A product feed is your store’s digital storefront in the Google Shopping ecosystem. Getting it right means the difference between appearing for highly relevant, converting searches versus wasting budget on vague queries that never convert.

Take a look at how Apple lists their AirPods Max: “New Apple AirPods Max, Space Gray.” It includes the brand name, product type, and colour – exactly what potential customers are searching for. Compare this to sellers who stuff their titles with payment options and promotional text like “afterpay, zip-based” – they’re missing the opportunity to match genuine buyer intent.

Testing Your Pricing

Shopping can be incredibly price-sensitive. We’ve seen cases where dropping prices by just 5% unlocked a huge amount of additional traffic. It’s worth testing different price points to find your sweet spot in the market.

Quick Wins

  • Put your key product details in titles
  • Use clean, professional images on white backgrounds
  • Keep prices and stock levels accurate
  • Fill out all your product specifications
  • Stay on top of feed updates
  • Make sure sale prices show up properly
  • Add clear delivery information
  • Keep your inventory levels up to date
  • Get your product IDs right
  • Include all relevant product details

With Shopping ads – you don’t get to write clever ad copy. Your feed does all the work for you. That’s why each part of your product data needs to be spot-on if you want to show up in the right searches and get people clicking through to your site.

7. Ignoring Campaign Priority Levels

Here’s a strategy that most people in the shopping space either don’t know about or haven’t set up properly. We’ve seen accounts double their revenue in just over a month using this approach, even when they were already doing well. It’s all about using priority levels to filter and funnel your traffic smartly.

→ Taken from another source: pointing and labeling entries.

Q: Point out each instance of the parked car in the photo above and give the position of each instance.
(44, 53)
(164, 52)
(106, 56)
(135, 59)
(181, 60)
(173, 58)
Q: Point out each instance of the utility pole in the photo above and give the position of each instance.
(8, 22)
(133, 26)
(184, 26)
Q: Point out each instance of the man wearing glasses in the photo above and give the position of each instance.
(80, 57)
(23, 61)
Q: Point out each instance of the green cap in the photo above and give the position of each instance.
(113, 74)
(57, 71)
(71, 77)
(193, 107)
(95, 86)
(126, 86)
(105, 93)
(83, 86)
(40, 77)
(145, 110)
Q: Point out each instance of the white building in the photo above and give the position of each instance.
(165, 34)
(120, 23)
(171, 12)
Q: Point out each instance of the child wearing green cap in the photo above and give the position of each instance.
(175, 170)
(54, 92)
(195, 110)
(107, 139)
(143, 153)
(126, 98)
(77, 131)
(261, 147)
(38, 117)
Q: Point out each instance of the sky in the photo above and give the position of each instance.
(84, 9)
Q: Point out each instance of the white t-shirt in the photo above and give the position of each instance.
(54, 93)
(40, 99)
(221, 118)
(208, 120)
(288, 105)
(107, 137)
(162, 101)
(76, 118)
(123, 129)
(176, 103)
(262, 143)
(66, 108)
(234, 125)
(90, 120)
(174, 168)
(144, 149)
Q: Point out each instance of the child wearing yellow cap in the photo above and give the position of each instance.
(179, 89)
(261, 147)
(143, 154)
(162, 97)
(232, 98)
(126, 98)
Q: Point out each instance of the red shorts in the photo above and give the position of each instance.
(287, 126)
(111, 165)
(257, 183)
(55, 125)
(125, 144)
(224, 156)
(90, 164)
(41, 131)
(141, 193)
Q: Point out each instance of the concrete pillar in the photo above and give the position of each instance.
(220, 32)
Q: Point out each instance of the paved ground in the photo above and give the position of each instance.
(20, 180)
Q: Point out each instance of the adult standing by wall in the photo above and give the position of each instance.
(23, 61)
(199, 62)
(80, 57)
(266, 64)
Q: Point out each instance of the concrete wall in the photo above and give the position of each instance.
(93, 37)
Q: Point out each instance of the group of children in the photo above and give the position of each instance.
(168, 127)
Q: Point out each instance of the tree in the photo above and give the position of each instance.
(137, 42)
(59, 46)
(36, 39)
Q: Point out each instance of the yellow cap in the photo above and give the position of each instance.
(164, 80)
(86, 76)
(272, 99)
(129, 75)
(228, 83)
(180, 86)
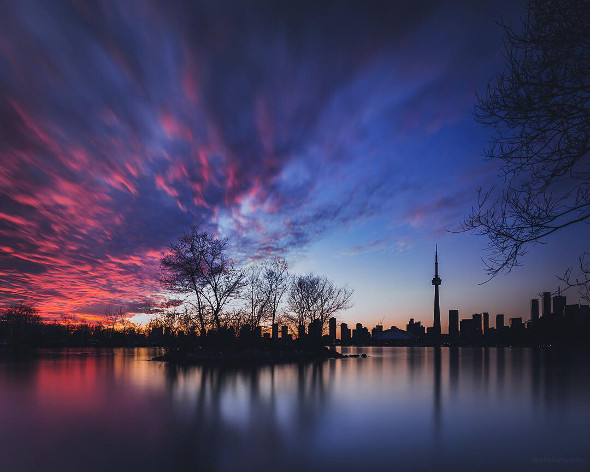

Think of your shopping campaigns like a series of filters. Set up your first campaign with high priority but low bids and a small budget. This catches all those generic searches that typically don’t convert well. Then add negative keywords for your brand name, colors, sizes, and model numbers to push the good searches down to your next campaign.

The Three-Tier Strategy

Start with a high-priority campaign set with low bids and a small budget. This acts as your first filter, catching generic searches that typically don’t convert well. By adding negative keywords for your brand name, product colours, sizes, and model numbers, you force more specific searches to flow down to your next campaign level.

Your medium-priority campaign becomes your powerhouse, with a larger budget and more aggressive bidding. Because you’ve filtered out generic searches at the higher level, this campaign only deals with searches that include those valuable specific terms you’ve identified as strong converters.

Finally, you can set up a low-priority campaign to catch your absolute best searches – maybe ones that include buying signals like “buy online” or specific model numbers. This campaign can have your highest bids because you know these searches convert extremely well. Sometimes we don’t need this third level, but for businesses with clear purchase patterns, it can help squeeze extra performance from your best-converting searches.

When to Use This

This won’t work for every business. If your search queries are all over the place, you’ll need a different approach. But if people search for your products using predictable terms – brand names, model numbers, specific features – this strategy can transform your results.

It takes time to get the setup right. You need to identify the right negative keywords and set appropriate bids at each level. But when you see your revenue double and your ROAS triple, you’ll know it was worth the effort.

Making It Work

  • High priority campaign: Low bids, small budget, catches generic terms
  • Medium priority campaign: Bigger budget, aggressive bidding, gets specific searches
  • Low priority campaign: Highest bids, targeted budget, captures purchase-ready searches
  • Keep your negative keywords flowing between levels
  • Watch your search terms to make sure everything’s going to the right campaign
  • Test different terms at different levels to find what works best

The key is getting your negative keywords right between each level. You want your junk searches stopping at the top level, your decent searches hitting your middle campaign, and your best searches making it down to that bottom level. It takes some fine-tuning, but once you get it right, the results are worth it.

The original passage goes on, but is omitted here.